Introduction

Fibromyalgia (FM) is a common condition characterized by chronic diffuse musculoskeletal pain. FM patients can suffer from a wide range of symptoms, including physical exhaustion, depression or mood disorders, stiffness and cognitive difficulties. Its pathogenesis is poorly understood, but an impairment in pain processing by both central and peripheral nervous system has been suggested to have a pivotal role [1]. FM represents a major public health issue, with an esteemed prevalence of 0.2- 6.6% [2] and a substantial associated socioeconomic burden [3,4].

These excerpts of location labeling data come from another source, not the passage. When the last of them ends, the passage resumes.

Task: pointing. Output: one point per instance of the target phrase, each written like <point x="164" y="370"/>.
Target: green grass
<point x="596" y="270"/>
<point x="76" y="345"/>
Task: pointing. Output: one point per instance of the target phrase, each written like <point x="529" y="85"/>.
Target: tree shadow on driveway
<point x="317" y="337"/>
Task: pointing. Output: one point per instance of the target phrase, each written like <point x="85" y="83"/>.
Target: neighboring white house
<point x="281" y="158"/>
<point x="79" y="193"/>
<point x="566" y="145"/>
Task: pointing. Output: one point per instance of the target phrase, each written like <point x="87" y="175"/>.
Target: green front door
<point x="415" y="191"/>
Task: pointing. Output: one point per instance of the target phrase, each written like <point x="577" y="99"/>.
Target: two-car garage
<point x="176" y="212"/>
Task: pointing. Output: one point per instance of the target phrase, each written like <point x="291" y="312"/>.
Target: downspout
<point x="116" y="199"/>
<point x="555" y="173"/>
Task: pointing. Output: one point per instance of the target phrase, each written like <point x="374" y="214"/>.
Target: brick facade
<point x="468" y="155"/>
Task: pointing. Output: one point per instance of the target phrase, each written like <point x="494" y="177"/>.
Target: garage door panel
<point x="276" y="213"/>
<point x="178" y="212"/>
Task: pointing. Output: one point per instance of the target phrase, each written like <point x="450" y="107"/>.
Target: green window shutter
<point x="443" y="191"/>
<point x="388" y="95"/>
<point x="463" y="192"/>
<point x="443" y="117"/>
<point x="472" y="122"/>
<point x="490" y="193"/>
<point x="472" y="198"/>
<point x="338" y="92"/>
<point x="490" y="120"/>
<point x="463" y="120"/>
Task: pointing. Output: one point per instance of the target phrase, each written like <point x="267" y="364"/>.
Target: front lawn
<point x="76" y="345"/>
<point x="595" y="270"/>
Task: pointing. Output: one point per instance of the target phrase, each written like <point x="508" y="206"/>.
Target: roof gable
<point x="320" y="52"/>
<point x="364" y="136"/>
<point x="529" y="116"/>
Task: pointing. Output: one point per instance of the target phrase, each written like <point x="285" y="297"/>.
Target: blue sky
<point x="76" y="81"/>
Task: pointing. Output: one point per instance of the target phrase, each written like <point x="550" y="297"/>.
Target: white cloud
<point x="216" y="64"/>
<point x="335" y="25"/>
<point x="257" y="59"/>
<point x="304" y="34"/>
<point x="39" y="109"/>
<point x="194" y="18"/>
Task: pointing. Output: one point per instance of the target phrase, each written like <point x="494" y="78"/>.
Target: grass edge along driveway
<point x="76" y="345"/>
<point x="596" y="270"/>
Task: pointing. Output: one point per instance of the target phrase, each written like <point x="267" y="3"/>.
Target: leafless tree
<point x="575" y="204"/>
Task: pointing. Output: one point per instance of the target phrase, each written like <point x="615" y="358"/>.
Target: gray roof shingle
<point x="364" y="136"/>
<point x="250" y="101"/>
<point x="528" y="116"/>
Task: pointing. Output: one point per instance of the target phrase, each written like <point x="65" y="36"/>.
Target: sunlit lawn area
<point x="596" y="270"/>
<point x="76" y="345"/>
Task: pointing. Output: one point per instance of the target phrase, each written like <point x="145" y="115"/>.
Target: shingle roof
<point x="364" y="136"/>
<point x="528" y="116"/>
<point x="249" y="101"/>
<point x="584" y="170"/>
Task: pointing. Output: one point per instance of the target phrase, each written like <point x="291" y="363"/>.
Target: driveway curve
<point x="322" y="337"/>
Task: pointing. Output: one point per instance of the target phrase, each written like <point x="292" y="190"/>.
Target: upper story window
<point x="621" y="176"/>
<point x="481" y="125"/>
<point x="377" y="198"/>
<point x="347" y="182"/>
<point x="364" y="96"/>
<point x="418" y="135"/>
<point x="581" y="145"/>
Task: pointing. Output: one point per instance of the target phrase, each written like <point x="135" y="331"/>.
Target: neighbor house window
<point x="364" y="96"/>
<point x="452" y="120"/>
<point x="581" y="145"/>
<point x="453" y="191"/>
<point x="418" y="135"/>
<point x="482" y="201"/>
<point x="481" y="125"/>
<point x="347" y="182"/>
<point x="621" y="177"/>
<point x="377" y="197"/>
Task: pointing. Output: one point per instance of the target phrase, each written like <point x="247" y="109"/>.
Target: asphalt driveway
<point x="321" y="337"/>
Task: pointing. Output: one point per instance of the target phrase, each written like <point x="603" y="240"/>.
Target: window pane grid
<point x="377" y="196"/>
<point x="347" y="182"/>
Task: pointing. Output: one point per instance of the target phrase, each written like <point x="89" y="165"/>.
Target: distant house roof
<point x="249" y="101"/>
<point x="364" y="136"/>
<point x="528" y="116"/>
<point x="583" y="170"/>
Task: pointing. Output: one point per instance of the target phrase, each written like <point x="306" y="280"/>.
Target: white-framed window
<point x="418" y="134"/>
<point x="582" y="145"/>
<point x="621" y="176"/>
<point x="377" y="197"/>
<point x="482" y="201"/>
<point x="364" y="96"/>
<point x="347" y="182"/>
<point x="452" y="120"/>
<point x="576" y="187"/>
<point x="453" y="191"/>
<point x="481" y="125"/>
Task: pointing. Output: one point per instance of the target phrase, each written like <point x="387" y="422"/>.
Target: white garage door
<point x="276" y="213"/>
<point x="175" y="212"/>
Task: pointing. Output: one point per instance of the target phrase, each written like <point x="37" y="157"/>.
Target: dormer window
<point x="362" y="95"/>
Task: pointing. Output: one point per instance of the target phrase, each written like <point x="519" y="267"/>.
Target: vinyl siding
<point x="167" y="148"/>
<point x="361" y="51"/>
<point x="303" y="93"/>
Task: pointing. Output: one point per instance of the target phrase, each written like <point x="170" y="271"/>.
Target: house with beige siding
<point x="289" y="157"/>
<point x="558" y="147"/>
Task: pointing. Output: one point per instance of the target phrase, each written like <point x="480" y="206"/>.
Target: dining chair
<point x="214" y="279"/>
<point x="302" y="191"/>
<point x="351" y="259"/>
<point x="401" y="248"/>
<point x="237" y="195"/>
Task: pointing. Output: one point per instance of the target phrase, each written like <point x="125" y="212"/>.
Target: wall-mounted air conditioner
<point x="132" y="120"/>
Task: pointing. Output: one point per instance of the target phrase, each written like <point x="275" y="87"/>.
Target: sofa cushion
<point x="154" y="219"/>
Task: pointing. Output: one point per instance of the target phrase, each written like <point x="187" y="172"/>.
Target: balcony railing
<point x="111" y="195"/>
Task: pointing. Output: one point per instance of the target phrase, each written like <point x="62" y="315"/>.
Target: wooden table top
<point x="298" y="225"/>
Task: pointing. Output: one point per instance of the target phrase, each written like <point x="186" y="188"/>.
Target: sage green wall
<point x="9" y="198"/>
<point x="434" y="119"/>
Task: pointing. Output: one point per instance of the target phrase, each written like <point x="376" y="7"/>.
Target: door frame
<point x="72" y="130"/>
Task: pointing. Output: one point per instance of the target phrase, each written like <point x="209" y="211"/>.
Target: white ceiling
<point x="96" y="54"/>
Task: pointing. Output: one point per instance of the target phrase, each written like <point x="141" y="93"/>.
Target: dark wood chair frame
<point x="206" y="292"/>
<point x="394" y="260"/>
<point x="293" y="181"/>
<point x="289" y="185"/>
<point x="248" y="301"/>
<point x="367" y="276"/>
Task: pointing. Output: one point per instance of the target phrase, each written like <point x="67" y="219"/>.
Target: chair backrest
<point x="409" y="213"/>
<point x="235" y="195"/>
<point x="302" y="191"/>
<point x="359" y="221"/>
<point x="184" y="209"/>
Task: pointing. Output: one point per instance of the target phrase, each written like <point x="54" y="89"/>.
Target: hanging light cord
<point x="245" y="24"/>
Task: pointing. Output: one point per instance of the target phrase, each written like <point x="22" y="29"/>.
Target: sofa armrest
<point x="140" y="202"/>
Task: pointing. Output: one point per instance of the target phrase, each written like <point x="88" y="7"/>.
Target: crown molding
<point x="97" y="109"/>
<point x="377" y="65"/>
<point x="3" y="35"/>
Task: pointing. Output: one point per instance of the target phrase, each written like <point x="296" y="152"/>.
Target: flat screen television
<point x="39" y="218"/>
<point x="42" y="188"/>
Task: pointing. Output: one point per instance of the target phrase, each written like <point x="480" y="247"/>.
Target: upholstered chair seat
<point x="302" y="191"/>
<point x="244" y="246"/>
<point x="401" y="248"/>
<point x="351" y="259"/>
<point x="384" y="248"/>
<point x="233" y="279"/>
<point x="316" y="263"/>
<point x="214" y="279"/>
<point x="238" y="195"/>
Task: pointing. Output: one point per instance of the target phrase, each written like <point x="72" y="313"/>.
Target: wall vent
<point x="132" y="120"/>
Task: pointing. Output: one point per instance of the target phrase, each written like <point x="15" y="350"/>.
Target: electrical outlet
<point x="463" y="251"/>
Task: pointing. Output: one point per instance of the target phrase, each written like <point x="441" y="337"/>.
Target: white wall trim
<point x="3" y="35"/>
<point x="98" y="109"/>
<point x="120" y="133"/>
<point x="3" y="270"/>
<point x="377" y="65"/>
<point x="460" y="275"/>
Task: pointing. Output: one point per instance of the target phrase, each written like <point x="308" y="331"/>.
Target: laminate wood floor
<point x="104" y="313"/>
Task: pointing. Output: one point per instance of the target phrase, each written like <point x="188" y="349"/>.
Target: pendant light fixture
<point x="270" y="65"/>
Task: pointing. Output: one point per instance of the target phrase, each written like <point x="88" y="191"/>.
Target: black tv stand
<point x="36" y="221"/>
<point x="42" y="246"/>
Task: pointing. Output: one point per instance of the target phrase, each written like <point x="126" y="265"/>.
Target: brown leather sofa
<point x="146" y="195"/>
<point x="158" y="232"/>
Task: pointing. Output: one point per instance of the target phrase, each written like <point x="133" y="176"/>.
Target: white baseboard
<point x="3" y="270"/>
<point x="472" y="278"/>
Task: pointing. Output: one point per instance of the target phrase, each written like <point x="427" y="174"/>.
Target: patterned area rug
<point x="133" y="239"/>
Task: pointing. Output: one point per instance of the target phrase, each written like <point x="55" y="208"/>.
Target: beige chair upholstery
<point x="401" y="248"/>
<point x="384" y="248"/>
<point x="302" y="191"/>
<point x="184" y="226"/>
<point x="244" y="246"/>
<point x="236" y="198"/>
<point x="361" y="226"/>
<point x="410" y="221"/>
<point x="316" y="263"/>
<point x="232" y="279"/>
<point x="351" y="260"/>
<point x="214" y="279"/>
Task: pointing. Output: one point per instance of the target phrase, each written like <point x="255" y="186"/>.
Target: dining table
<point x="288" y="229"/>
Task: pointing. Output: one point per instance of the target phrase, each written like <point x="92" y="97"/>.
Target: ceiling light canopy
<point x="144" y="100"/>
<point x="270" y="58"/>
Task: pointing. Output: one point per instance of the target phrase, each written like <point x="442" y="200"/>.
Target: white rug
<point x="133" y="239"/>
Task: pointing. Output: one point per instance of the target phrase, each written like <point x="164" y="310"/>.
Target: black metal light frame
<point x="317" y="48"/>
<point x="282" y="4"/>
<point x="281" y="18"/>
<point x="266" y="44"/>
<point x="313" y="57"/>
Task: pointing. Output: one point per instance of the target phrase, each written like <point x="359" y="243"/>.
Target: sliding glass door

A large percentage of FM patients complain about sleep disturbances, particularly difficulties in falling or staying asleep, early morning awakenings and non-restorative sleep. A 1998 study showed that 75-90% of FM patients reported non restorative sleep [5], while sleep disturbances were reported by 94.7% of subjects in a 2008 prospective study on almost 500 FM patients [6]. Frequent awakenings at night, dissatisfaction with sleep and difficulties falling asleep are the most frequently reported symptoms [7]. In 2009, fatigue and sleep disturbance were recognized by the OMERACT (Outcome Measures in Rheumatoid Arthritis Clinical Trials, then renamed Outcome Measures in Rheumatology) as key elements needing to be assessed in all clinical trials of FM [8]; accordingly, in 2010 non-restorative sleep was included in the Preliminary Diagnostic Criteria for Fibromyalgia by the American College of Rheumatology (ACR) [9]. A further acknowledgment of the centrality of sleep in FM pathophysiology was the inclusion of feeling unrefreshed upon waking as a key symptom in the Sufficiently high Symptom Severity scale (SSS) score [10].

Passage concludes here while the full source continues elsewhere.